The principal disadvantages of employing pneumatics as a core-pulling actuation method are:
- (a) Low holding force once applied.
- (b) Noise – due primarily to the exhausting of actuation cylinders when in use. Pneumatic noise tends to be high pitched and is therefore frequently over the safe working threshold limit for unprotected hearing.
- (c) Moisture – condensation may appear within the factory compressed air supply and is most pronounced if the compressor is sited outside the factory main building. The installation and use of condensation traps along supply lines help to reduce the moisture problem. Condensation may also appear within pneumatic cylinders buried within mould plates, especially in cases where chilled water is being used to cool the mould. Corrosion and piston sticking may result if pneumatic piston chambers and pipes arc not cleared after mould use.
- (d) Pressure fluctuation 一 pneumatic line pressure is invariably subject to fluctuation during the course of a typical factory working day as a result of changing demand. Pressure drops tend to slow actuation speeds and reduce holding pressures whereas pressure increases result in the opposite effect.

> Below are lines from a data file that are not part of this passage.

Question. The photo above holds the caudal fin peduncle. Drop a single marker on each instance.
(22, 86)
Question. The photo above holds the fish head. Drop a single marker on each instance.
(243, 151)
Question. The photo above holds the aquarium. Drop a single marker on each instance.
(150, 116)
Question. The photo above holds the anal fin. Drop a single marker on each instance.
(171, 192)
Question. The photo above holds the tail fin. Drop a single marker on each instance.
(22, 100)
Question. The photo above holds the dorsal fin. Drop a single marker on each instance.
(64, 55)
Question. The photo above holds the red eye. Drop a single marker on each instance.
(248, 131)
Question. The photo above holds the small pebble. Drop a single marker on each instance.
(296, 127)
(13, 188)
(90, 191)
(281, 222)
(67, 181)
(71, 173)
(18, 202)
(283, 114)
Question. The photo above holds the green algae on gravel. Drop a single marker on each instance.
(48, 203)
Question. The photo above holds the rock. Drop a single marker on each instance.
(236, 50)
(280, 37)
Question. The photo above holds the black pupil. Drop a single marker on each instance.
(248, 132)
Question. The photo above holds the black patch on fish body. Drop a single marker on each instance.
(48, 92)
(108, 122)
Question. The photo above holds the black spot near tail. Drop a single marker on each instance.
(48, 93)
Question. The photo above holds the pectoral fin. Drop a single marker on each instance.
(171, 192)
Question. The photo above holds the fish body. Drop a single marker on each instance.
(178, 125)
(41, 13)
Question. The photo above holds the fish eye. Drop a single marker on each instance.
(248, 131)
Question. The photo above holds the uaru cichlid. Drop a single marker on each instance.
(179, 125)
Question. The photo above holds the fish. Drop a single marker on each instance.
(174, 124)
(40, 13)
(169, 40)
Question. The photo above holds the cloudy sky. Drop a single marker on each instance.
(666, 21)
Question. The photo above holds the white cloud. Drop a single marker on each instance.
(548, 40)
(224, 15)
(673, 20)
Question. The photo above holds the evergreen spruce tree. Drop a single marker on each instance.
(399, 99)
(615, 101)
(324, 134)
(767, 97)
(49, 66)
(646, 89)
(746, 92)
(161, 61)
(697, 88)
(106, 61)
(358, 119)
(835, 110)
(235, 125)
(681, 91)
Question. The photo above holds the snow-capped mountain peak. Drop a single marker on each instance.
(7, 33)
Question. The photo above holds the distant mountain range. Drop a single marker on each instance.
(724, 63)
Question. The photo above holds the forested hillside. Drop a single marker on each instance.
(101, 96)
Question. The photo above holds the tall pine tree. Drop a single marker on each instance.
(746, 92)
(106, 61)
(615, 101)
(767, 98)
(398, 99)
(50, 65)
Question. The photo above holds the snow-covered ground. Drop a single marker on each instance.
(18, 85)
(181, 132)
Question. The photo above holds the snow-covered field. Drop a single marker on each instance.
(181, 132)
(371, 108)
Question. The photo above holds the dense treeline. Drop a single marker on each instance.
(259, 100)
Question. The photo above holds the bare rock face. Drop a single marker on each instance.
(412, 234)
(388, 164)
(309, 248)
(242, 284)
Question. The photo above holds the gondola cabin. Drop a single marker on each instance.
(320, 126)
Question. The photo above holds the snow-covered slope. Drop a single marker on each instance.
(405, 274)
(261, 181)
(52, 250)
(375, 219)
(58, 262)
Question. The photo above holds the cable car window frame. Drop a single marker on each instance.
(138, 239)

Electromechanical core pulling
Electric motors are frequently employed to actuate and power core un-screwing mechanisms. In most cases, power from the motor is transmitted via a gear drive system to the subject core(s) to be rotated.
Component unscrewing is generally achieved with the mould in the closed position. This is to ensure that the moulding does not move or rotate while the thread is being disengaged.
To enable rotation, the core body is supported on bearings either side of the keyed drive gear. The core body， being freely supported，is allowed to travel back into the mould as the core thread is unwound from the moulding. Once unwound, the electric motor is deactivated by a micro-switch positioned behind the moving core.
The mould is then opened and the moulding ejected conventionally. After ejection, the mould is closed and the cores moved forward for the next shot. The process is repeated.
Apart from the electro-mechanical unscrewing method previously mentioned, many other unscrewing techniques are commercially employed.
One of the most commonly employed non-electric unscrewing devices is based on a ‘fast’ helix screw thread actuated by the opening action of the mould.
Such mechanisms can be obtained from catalogue order mould part suppliers and fitted as standard mould components. Whichever unscrewing device or mechanism is employed, attention should be given to providing an adequate mould safety system in order to adequately protect the tool when in use.